Beautiful Bamboosero Bikes are Sustainably Crafted in Ghana

by , 07/28/10

bamboo, bike, cycle, ghana, eco, green, sustainable, micro-manufacturing, economy

Fans of cycling were aglow this month after watching the Tour de France peloton glide through the alps. We’re also excited about bicycles here at Inhabitat, because we just heard about these beautiful Bamboosero bamboo bikes from Ghana. Started in 2008 by California-based Craig Calfee, Bamboosero trains groups of people around the world to build bamboo bike frames.

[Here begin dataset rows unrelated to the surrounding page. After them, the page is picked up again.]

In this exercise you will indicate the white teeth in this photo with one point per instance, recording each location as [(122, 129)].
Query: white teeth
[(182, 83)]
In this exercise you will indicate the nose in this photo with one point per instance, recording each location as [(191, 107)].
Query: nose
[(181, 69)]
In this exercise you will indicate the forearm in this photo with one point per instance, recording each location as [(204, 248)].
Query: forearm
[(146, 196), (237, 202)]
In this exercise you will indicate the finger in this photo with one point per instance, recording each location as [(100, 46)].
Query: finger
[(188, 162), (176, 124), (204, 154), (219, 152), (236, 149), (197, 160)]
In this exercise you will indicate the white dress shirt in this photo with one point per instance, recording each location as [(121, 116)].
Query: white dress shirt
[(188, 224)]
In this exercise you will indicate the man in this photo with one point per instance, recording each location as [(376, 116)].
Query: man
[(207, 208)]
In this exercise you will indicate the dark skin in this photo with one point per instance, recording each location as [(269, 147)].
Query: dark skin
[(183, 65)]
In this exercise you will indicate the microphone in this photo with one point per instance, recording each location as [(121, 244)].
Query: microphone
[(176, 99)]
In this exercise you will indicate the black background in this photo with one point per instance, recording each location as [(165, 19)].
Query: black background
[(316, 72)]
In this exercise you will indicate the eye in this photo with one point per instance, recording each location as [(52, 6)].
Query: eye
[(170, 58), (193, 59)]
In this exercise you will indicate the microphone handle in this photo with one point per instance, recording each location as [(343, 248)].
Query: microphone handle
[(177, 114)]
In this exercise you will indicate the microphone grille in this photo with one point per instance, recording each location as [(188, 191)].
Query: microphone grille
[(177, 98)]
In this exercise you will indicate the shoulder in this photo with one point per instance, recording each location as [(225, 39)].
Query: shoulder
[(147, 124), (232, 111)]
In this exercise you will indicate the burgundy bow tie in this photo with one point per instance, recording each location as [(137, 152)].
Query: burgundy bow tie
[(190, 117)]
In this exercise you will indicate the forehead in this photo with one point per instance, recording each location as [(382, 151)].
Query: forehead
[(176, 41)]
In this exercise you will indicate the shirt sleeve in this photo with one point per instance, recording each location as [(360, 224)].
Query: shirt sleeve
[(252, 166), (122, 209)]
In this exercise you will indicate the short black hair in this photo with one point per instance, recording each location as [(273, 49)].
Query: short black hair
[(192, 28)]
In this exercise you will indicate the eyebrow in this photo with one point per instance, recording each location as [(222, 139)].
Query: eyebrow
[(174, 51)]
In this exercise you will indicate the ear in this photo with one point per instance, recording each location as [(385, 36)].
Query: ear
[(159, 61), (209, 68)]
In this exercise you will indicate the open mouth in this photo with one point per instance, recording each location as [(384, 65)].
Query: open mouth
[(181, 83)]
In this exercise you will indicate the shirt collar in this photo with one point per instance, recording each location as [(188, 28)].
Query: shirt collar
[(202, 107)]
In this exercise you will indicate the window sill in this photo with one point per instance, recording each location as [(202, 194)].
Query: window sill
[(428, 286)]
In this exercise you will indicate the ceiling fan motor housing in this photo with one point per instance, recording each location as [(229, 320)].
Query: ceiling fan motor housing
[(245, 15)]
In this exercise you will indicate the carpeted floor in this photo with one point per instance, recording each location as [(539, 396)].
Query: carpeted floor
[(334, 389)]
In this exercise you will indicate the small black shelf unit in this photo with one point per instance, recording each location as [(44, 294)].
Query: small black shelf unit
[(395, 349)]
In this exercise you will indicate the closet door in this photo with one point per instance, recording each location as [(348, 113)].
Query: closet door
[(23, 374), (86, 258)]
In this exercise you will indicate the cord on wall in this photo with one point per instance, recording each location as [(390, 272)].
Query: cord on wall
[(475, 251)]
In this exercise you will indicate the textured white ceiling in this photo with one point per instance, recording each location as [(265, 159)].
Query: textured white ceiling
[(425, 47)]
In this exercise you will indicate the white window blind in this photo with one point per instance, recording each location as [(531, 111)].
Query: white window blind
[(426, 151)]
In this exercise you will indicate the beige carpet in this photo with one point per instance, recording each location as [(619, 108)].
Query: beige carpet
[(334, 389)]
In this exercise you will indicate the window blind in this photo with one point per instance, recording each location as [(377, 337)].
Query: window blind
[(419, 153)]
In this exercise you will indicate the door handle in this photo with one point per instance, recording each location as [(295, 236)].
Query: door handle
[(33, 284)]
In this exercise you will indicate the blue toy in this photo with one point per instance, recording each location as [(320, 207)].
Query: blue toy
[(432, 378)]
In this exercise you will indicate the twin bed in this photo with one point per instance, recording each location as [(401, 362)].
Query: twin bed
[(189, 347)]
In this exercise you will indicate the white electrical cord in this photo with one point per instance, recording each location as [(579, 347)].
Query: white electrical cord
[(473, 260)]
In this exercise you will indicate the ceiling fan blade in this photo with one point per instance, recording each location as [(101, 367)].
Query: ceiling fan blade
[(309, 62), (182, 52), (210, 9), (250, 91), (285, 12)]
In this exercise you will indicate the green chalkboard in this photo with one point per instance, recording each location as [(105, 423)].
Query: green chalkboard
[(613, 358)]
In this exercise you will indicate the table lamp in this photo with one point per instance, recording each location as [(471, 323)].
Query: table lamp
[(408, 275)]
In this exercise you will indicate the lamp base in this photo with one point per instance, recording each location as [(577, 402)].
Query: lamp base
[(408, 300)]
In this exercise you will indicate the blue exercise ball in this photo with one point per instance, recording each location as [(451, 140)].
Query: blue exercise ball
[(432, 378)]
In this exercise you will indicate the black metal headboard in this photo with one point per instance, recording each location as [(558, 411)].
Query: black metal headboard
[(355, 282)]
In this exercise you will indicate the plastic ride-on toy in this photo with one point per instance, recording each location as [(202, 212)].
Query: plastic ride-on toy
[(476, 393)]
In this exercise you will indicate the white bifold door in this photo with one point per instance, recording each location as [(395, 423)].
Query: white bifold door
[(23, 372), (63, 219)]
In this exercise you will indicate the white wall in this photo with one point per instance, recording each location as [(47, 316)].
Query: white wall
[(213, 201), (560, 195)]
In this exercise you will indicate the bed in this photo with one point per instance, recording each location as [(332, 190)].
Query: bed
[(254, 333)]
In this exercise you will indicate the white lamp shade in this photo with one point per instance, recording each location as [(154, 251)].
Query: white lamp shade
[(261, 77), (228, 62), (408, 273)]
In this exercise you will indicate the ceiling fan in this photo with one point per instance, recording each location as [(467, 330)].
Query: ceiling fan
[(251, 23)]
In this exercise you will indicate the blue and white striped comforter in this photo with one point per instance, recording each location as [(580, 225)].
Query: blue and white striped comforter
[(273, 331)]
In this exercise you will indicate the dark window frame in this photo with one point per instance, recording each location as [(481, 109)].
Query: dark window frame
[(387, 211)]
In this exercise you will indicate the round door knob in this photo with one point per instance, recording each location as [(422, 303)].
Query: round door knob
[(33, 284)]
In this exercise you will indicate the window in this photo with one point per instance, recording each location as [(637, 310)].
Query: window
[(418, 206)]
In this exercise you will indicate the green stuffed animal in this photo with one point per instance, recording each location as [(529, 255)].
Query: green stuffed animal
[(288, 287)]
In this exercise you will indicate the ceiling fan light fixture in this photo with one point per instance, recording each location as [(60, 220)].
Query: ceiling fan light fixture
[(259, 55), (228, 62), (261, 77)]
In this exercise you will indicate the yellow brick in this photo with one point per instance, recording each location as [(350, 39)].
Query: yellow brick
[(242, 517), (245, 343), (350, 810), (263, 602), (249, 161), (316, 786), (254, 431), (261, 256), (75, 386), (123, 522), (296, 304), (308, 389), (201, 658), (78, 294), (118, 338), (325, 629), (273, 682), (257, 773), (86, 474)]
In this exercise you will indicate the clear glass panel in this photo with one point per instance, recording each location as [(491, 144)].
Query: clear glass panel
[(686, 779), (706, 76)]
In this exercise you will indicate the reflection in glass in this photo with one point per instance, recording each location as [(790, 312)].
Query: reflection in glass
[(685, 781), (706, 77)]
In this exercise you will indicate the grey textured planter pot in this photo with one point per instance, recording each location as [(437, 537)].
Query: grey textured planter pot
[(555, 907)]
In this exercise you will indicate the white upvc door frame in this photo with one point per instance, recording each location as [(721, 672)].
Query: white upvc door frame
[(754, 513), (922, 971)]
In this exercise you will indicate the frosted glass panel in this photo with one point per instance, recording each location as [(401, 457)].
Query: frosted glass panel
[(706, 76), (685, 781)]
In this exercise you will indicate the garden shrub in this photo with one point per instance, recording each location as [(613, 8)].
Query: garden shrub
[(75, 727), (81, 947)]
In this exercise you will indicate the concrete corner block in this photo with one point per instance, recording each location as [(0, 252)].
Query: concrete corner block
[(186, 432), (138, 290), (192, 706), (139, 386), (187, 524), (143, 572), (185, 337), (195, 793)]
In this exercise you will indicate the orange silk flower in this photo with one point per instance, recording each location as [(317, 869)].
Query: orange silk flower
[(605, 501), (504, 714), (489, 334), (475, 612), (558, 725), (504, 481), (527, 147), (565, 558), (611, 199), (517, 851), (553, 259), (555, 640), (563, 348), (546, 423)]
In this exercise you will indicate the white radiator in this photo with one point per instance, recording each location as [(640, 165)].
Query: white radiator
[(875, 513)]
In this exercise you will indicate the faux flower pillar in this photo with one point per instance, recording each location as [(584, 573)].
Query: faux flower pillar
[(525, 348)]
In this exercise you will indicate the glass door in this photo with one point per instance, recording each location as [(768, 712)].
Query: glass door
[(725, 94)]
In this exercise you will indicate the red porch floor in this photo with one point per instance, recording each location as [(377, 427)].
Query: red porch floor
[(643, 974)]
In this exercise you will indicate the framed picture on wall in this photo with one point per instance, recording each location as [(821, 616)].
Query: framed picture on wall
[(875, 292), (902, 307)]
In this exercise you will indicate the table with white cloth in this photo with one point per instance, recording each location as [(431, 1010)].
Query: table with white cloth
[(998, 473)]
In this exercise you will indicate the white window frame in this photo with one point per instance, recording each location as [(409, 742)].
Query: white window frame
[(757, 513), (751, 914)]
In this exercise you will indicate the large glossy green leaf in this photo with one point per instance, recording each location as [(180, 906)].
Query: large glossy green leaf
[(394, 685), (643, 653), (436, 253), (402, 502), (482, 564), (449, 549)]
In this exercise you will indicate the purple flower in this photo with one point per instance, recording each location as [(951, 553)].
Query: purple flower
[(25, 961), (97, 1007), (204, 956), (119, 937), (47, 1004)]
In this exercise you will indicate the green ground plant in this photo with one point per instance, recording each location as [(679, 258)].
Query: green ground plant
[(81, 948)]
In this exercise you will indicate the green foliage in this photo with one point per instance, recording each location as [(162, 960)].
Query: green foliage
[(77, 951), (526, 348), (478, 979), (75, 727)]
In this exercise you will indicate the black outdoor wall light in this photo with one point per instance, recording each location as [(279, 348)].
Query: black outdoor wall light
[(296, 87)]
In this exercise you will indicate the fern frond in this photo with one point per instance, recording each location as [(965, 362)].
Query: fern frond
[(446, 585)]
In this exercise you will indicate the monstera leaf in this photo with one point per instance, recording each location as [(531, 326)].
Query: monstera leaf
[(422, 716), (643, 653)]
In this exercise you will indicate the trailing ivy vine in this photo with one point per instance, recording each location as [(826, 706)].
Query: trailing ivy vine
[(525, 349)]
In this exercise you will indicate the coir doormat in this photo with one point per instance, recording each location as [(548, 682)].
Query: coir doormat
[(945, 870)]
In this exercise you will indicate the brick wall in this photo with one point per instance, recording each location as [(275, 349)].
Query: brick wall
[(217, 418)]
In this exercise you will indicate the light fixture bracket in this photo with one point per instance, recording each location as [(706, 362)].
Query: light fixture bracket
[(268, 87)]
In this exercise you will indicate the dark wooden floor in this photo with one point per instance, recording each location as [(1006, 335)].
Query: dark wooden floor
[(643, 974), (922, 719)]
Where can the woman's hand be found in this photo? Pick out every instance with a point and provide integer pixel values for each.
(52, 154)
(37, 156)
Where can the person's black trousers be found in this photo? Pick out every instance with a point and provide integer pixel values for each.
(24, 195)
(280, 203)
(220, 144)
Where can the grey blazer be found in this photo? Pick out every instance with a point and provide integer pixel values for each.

Establishing micro-manufacturing in developing nations using locally-grown materials is certainly an applaudable venture, but Bamboosero’s product is also worth attention because their finely-tuned cycles are rideable works of art.

bamboo, bike, cycle, ghana, eco, green, sustainable, micro-manufacturing, economy

Craig Calfee, owner of Calfee Design, has been tinkering with bamboo bike frame designs since the mid-nineties. He is best know for crafting custom, ultra-light carbon fiber frames, but he realized that bamboo is a sturdy material that allows for a super-smooth ride due to its natural vibration-damping qualities. The natural taper of bamboo also allows for a more customized frame fit: heavier rider, wider part of the bamboo; lighter rider, narrower part.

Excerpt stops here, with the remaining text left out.